I was behind the wheel of a Subaru Forester, idling at a red light in Vevey, Switzerland when suddenly a horn blasted from behind me. I didn’t figure out why until the second blast. My light was green and I was supposed to go. Sounds simple enough, until I tell you that the light that I was looking at was red.
A key learning for Swiss driving is that each lane has its own traffic light at many intersections and they don’t necessarily operate in unison. Once I got over the shock of the second horn blast I realized that and moved on. I didn’t need to hear a third.
As I often do in these situations, I tried to figure out what that incident was supposed to teach me. My first thought was “focus”. Sitting at the stoplight, I was faced with four sets of lights, two across the intersection and two on my own side. Due to the angles of the streets (few intersections in Vevey met at 90o ), I could actually see another two sets of lights (6 sets in total).
In short, I was presented with too much data to process effectively. As investors, streams of data arrive at a relentless pace, from every imaginable direction - daily. Radio, TV, newspapers, social media and the Internet bombard us with seemingly “important” facts and figures 24/7. As we dig our way through it, we try to process the data, sorting the useful from the useless in an attempt to make some sense of it.
However, a critical question often overlooked is this: “Where does all this data come from?” Knowing the source is only half the battle but when it comes to timing, all the “data” we deal with comes from the past. The past hour, day, week, month, year - but it all comes from the past.
Is that a problem? I think to some degree it is. It means we spend a lot of time looking at things that happened yesterday instead of looking at what is going to happen tomorrow, next week, next month, next year. Unfortunately, we have no data about tomorrow. We have projections, forecasts and the occasional “swag” (systematic wild-ass guess), but we have no “data” about tomorrow. It only becomes data once it has actually happened. Think of your mutual fund and ETF investments, the companies can tell you what the funds did last week, last month, last quarter, last year, since inception – but not a single one of them will tell you what the fund will do next year. Not because they don’t want to - but because they can’t. What they tell us is this: “Past performance is not necessarily indicative of future results”.
Again you ask – is that a problem? Those of you who are parents will understand this; you’re driving down the highway and a fight breaks out in the back seat of the car between your two favorite children. You decide to play referee by turning and looking at them to end the dispute. Your car continues to move in a forward direction while you are looking backward. There is a fair degree of predictability about what will happen next. Hopefully it is just a car horn and a raised middle finger.
We cannot move forward with any degree of confidence unless we are looking at the direction we are going. It’s like riding backwards on the train, you see everyplace you have been, but too late to realize you were going the wrong direction. Unfortunately too many of us are so consumed with the data from the past, that we don’t see we are going in the wrong direction. I’m not telling you to ignore the data, it’s important. Process it, analyze it, but once we’ve done that, and learned what we need to from it, let it go. All that data was from yesterday and the most important things are still in front of us.

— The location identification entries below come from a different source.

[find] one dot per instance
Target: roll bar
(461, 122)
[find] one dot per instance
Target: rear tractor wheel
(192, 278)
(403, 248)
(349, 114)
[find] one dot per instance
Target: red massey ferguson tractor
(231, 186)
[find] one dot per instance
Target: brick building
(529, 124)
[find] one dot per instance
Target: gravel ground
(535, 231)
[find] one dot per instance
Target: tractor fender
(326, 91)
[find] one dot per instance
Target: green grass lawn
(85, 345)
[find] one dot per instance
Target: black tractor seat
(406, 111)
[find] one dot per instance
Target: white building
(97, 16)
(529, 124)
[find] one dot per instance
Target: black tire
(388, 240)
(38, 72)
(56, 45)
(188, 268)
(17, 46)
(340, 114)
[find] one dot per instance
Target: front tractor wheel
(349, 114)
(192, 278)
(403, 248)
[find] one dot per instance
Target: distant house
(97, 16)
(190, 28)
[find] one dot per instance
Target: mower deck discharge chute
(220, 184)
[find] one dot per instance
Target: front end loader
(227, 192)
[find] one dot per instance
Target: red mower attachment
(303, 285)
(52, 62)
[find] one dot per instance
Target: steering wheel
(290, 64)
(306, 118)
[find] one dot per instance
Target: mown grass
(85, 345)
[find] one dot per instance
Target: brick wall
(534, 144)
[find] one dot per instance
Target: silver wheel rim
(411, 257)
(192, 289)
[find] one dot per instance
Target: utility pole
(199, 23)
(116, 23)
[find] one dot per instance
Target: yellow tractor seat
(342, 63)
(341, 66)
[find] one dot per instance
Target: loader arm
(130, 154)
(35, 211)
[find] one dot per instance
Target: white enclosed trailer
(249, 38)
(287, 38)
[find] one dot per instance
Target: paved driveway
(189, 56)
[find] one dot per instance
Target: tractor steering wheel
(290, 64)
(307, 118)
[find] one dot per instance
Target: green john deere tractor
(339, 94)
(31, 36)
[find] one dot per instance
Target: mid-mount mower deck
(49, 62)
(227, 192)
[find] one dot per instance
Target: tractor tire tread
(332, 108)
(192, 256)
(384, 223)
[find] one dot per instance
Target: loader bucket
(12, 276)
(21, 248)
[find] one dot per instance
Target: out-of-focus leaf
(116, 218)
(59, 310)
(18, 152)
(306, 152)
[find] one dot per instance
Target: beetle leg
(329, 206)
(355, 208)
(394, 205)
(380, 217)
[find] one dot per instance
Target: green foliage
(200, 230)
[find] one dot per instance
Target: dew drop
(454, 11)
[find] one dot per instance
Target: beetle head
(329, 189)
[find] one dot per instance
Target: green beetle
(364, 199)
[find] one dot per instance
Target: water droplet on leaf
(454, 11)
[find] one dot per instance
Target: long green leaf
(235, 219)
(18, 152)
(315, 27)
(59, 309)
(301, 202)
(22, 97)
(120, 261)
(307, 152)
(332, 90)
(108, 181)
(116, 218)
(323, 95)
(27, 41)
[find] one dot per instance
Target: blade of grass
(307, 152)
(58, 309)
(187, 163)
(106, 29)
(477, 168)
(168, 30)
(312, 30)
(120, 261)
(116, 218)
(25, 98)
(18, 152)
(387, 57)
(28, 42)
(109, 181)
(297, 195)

There are two kinds of people, the first group, looking at the past and wondering what has happened and why. The second group looks forward at the future and wonders how to make things happen. It all depends on which direction you are looking. The next time you are at a traffic light and a car horn blast comes from behind you – make sure you are looking in the right direction. It makes driving your car a lot easier; it will make dealing you’re your finances/investing easier as well.